ExitCare ImagePreparing for pregnancy (preconceptual care) by getting counseling and information from your caregiver before getting pregnant is a good idea. It will help you and your baby have a better chance to have a healthy, safe pregnancy and delivery of your baby. Make an appointment with your caregiver to talk about your health, medical, and family history and how to prepare yourself before getting pregnant. Your caregiver will do a complete physical exam and a Pap test. They will want to know:

  • About you, your spouse or partner, and your family's medical and genetic history.

  • If you are eating a balanced diet and drinking enough fluids.

  • What vitamins and mineral supplements you are taking. This includes taking folic acid before getting pregnant to help prevent birth defects.

  • What medications you are taking including prescription, over-the-counter and herbal medications.

  • If there is any substance abuse like alcohol, smoking, and illegal drugs.
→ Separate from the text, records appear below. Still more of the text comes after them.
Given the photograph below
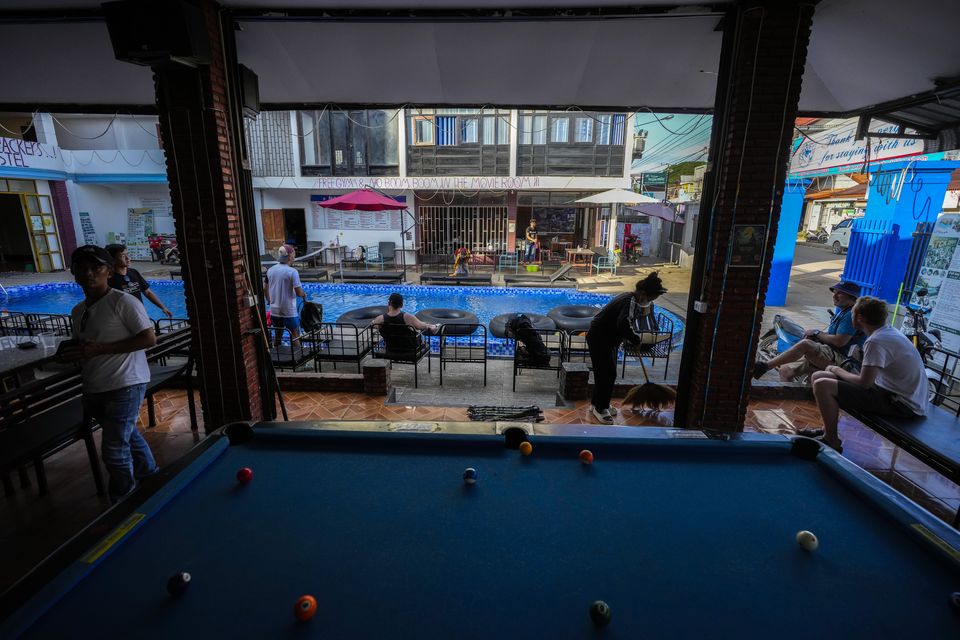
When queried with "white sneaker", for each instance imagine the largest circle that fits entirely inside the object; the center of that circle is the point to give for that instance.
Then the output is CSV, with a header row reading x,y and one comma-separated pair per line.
x,y
602,416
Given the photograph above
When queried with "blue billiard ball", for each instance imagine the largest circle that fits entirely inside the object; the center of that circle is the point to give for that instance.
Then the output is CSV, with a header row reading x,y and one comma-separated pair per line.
x,y
178,583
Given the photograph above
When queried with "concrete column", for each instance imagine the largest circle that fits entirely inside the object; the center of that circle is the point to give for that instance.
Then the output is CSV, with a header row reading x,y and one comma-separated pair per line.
x,y
761,67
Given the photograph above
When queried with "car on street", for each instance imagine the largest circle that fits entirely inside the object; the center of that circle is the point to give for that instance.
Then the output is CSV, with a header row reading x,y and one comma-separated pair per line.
x,y
839,238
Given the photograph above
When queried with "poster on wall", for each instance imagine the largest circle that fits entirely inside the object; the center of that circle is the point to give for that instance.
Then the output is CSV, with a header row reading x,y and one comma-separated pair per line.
x,y
139,226
86,226
940,276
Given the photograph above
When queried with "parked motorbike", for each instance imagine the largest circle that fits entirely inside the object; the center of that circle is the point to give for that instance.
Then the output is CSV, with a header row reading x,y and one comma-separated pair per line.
x,y
916,327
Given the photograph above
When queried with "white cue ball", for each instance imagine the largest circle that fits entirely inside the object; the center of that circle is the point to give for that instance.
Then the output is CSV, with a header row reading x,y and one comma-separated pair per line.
x,y
807,540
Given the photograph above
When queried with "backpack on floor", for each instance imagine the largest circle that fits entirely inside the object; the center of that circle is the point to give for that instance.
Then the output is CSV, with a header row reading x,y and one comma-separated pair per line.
x,y
311,316
531,347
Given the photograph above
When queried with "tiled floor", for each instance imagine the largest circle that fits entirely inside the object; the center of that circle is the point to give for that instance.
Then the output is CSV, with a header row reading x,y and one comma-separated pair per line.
x,y
31,527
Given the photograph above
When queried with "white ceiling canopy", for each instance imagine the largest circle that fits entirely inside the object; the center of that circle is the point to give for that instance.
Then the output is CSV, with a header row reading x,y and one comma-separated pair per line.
x,y
862,52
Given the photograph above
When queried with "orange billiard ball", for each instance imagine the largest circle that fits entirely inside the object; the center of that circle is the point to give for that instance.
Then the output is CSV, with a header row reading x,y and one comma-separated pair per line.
x,y
305,608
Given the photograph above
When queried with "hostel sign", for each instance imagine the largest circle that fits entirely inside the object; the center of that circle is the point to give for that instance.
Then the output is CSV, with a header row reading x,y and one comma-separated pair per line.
x,y
837,150
26,154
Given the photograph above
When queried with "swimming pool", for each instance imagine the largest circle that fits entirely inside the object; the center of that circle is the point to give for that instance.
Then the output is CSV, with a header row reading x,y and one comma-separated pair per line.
x,y
485,302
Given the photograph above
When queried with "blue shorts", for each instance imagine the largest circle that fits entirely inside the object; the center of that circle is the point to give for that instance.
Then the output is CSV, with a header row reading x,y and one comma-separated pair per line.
x,y
278,322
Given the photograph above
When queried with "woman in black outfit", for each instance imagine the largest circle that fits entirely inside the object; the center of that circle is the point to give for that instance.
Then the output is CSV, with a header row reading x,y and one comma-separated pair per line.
x,y
624,318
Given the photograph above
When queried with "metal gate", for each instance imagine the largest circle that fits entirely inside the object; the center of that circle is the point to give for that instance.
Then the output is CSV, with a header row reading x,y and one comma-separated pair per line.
x,y
447,227
870,242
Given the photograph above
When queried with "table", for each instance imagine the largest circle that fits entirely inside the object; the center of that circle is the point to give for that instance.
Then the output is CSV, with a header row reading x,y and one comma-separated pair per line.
x,y
337,253
17,365
682,534
580,258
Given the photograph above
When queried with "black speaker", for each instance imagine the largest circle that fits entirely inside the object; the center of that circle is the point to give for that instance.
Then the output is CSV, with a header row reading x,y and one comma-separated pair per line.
x,y
250,92
157,32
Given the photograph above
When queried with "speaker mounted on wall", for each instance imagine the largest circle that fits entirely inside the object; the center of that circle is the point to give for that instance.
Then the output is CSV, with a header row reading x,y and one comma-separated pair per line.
x,y
156,33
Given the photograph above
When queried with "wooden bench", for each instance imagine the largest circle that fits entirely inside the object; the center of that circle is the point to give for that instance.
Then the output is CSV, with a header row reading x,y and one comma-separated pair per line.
x,y
935,439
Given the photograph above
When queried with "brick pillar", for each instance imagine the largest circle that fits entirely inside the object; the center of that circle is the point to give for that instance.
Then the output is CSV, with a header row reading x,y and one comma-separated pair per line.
x,y
64,215
203,166
762,64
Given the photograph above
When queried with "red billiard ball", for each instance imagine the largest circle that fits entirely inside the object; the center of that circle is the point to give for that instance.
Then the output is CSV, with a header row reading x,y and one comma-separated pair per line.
x,y
305,608
245,475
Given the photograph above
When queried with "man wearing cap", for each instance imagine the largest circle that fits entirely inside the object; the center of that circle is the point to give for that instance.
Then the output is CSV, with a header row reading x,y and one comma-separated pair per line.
x,y
622,319
111,330
820,349
283,289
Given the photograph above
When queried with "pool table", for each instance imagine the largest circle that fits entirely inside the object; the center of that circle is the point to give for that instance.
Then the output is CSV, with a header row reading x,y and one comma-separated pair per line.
x,y
684,534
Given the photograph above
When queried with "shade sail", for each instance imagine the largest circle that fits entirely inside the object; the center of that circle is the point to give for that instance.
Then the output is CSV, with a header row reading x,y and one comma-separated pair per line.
x,y
617,196
363,200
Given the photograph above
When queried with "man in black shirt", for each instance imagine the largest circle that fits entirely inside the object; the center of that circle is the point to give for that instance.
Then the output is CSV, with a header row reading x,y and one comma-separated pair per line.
x,y
622,319
127,279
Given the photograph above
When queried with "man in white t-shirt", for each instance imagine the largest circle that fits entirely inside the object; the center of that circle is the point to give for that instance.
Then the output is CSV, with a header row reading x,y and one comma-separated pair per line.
x,y
892,380
283,289
111,330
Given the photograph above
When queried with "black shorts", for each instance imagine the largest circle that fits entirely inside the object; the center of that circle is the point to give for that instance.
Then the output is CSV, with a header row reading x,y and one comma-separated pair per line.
x,y
874,400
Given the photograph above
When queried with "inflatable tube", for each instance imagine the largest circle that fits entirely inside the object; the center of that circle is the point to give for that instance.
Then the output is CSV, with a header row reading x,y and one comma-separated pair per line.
x,y
363,316
498,325
451,318
573,317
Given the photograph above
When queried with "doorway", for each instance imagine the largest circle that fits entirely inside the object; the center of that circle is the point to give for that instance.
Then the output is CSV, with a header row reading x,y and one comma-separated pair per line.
x,y
295,226
15,251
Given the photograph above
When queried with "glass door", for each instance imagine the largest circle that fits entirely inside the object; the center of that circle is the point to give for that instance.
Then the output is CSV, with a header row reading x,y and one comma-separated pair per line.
x,y
42,225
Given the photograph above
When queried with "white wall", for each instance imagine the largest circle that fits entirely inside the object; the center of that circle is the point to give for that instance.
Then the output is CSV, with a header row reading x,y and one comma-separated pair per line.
x,y
108,204
106,132
300,199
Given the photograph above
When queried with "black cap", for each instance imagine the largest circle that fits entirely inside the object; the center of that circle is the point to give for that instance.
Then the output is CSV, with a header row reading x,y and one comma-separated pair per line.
x,y
91,252
652,285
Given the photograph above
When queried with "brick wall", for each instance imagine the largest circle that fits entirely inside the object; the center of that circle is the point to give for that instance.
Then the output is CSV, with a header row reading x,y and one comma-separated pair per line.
x,y
202,167
64,215
764,87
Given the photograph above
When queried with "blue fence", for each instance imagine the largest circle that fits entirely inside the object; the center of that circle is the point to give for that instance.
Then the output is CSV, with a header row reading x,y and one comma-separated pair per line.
x,y
870,242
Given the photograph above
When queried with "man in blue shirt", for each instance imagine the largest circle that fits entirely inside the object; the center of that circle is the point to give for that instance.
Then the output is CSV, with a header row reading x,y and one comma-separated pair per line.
x,y
820,349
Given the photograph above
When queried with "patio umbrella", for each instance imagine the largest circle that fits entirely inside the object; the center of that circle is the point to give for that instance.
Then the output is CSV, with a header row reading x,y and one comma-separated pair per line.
x,y
367,199
618,196
363,200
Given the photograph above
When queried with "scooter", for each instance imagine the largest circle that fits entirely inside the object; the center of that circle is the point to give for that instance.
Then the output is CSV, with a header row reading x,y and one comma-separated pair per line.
x,y
926,340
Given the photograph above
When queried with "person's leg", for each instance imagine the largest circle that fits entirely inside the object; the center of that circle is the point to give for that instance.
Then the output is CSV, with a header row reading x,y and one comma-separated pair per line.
x,y
604,372
804,349
108,410
143,462
825,391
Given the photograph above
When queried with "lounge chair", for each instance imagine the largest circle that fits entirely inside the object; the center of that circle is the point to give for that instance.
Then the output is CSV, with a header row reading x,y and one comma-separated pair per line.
x,y
561,279
443,278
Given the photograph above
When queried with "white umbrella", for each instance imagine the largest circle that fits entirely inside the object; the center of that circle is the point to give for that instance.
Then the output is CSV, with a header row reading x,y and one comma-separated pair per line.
x,y
618,196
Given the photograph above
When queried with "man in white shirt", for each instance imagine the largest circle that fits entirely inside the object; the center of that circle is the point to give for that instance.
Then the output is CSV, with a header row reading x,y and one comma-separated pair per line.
x,y
283,289
892,380
111,330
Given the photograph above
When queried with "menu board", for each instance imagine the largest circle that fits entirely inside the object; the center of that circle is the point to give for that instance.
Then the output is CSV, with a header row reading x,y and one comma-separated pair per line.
x,y
139,226
940,276
86,226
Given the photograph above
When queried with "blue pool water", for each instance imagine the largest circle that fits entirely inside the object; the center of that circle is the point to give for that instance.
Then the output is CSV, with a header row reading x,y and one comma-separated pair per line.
x,y
485,302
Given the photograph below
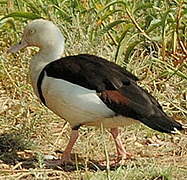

  • If there is any mental or physical domestic violence.

  • If there is any risk of sexually transmitted disease between you and your partner.

  • What immunizations and vaccinations you have had and what you may need before getting pregnant.

  • If you should get tested for HIV infection.

  • If there is any exposure to chemical or toxic substances at home or work.

  • If there are medical problems you have that need to be treated and kept under control before getting pregnant such as diabetes, high blood pressure or others.

  • If there were any past surgeries, pregnancies and problems with them.

  • What your current weight is and to set a goal as to how much weight you should gain while pregnant. Also, they will check if you should lose or gain weight before getting pregnant.

  • What is your exercise routine and what it is safe when you are pregnant.

  • If there are any physical disabilities that need to be addressed.

  • About spacing your pregnancies when there are other children.

  • If there is a financial problem that may affect you having a child.

After talking about the above points with your caregiver, your caregiver will give you advice on how to help treat and work with you on solving any issues, if necessary, before getting pregnant. The goal is to have a healthy and safe pregnancy for you and your baby. You should keep an accurate record of your menstrual periods because it will help in determining your due date.

Immunizations that you should have before getting pregnant:

  • Regular measles, German measles (rubella) and mumps.

  • Tetanus and diphtheria.

  • Chickenpox, if not immune.

  • Herpes zoster (Varicella) if not immune.

  • Human papilloma virus vaccine (HPV) between the age of 9 and 26 years old.

  • Hepatitis A vaccine.

  • Hepatitis B vaccine.

  • Influenza vaccine.

  • Pneumococcal vaccine (pneumonia).

You should avoid getting pregnant for one month after getting vaccinated with a live virus vaccine such as German measles (rubella) which is in the MMR (Measles, Mumps and Rubella) vaccine. Other immunizations may be necessary depending on where you live, such as malaria. Ask your caregiver if any other immunizations are needed for you.

HOME CARE INSTRUCTIONS

  • Follow the advice of your caregiver.

  • Before getting pregnant:

  • Begin taking vitamins, supplements, and 0.4 milligrams folic acid daily.

  • Get your immunizations up-to-date.

  • Get help from a nutrition counselor if you do not understand what a balanced diet is, need help with a special medical diet or if you need help to lose or gain weight.

  • Begin exercising.

  • Stop smoking, taking illegal drugs, and drinking alcoholic beverages.

  • Get counseling if there is and type of domestic violence.

  • Get checked for sexually transmitted diseases including HIV.

  • Get any medical problems under control (diabetes, high blood pressure, convulsions, asthma or others).

  • Resolve any financial concerns.

  • Be sure you and your spouse or partner are ready to have a baby.

  • Keep an accurate record of your menstrual periods.